= PTS Fructose-Mannitol Family =

Family of transport proteins

The PTS Fructose-Mannitol (Fru) Family (TC# 4.A.2) is a large and complex family that is part of the PTS-GFL superfamily. It includes several sequenced fructose, mannose and mannitol-specific porters, as well as several putative PTS porters of unknown specificities. The fructose porters of this family phosphorylate fructose on the 1-position. Those of TC family 4.A.6 phosphorylate fructose on the 6-position.

== Structure ==
The IIA, IIB and IIC domains of the fructose- and mannitol-specific porters are demonstrably homologous. The IIB and IIC domains of the fructose porters appear to be dissimilar from each other as those of the mannitol porters. The IIB and IIC domains of these porters are homologous to those of the Glc family.

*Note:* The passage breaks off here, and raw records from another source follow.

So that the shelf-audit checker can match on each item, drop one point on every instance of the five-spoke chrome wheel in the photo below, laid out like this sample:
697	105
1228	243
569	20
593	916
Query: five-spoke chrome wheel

However, the structure of the IIA domain of the mannitol porter of Escherichia coli has been determined, and it proved to possess an α_{2}β_{2}α_{3} secondary structure, a structure which is very different from the β-sandwich structure of IIA^{Glc}. Further, the IIC domains of the mannitol and fructose porters are as dissimilar from each other as they are from the glucose or lactose families. As is true of other members of the PTS-GFL superfamily, the IIC domains of these permeases probably have a uniform 10 TMS topology.